The allegations against Gu Junshan, a former lieutenant general and deputy logistics chief in the People's Liberation Army, came as China's leaders ramp up action against official corruption.

Gu is said to be under official investigation.

He owned dozens of apartments in central Beijing, and his mansion in Puyang, Henan province, housed several gold artworks, Caixin reported on Wednesday after a two-year investigation.

The mansion, modeled on the Forbidden City, Beijing's former imperial palace, covered 1 hectare and was dubbed the "General's Mansion" by locals, the report said.

Officials seized a gold boat, a gold wash basin, a gold statue of Mao Zedong and "crates of expensive liquor" on the premises, it said.

Gu, who joined the military in 1971 after finishing junior high school, began handling military business operations in Puyang in 1985 and rose during the next decade to oversee logistics in the area.

He became deputy chief of the PLA General Logistics department in 2009, and he "profited from the projects and land deals" in which he was involved, Caixin said.

Gu's name disappeared from an official list of his logistics department's personnel in early 2012, and eventually from the Defense Ministry's website.

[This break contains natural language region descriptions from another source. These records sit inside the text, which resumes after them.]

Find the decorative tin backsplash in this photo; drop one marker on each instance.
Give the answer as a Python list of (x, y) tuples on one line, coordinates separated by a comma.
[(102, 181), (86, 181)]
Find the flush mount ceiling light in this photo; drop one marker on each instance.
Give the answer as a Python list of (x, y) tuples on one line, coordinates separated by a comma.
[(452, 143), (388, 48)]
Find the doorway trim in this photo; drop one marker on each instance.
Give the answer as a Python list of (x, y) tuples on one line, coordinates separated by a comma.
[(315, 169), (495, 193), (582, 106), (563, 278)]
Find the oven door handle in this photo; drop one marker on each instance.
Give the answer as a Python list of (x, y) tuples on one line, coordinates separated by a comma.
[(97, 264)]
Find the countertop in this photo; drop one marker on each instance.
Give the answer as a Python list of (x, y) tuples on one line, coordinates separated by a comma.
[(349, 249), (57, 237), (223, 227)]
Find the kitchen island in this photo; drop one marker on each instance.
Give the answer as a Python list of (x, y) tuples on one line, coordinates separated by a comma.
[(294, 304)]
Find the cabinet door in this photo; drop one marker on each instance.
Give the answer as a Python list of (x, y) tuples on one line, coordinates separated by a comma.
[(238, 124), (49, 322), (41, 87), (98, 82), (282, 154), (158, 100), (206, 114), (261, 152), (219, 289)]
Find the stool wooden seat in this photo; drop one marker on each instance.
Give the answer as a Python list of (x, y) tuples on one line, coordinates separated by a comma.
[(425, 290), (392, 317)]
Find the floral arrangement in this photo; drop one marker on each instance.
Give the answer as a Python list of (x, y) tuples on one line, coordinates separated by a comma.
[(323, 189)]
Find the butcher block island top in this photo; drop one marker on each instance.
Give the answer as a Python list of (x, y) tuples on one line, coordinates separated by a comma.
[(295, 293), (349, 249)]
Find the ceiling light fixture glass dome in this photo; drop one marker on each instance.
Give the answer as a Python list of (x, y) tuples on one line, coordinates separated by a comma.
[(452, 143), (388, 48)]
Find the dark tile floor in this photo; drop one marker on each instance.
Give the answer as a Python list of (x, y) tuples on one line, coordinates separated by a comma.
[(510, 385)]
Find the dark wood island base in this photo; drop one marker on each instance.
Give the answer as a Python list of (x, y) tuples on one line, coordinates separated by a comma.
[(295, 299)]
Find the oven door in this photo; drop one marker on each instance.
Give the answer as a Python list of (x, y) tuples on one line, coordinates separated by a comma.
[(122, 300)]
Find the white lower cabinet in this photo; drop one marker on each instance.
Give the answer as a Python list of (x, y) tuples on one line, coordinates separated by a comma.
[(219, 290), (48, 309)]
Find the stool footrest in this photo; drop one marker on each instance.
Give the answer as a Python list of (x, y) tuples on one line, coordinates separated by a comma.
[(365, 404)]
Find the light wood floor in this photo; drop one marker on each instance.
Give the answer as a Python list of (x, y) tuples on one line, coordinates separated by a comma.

He left his post that year, the magazine said.

A corruption probe has not been officially acknowledged, but there has been widespread media coverage this week.

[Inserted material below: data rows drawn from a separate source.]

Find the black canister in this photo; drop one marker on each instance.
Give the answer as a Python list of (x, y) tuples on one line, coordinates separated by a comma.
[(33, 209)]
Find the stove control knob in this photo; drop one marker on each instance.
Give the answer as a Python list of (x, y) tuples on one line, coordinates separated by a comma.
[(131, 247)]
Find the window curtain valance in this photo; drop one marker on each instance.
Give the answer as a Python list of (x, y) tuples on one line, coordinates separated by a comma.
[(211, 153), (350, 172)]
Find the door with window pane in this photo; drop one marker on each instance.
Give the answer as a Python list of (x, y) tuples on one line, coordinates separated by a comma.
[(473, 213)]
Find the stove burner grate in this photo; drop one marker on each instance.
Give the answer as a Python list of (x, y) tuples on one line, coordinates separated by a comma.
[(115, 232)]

Gu's brother — who had a home next to Gu's in Puyang, with the two sharing a long basement "filled with expensive liquor" — was arrested in August on suspicion of bribery, the report said.

The account follows extensive reports about government officials who have come under investigation, and after repeated pledges by President Xi Jinping to fight corruption high and low.

In a campaign to cut extravagance and deter graft, the central leadership has issued a raft of bans in the past year, restricting fancy banquets and expensive gifts paid for with public money, for example.

Analysts expect an even stricter clampdown this year.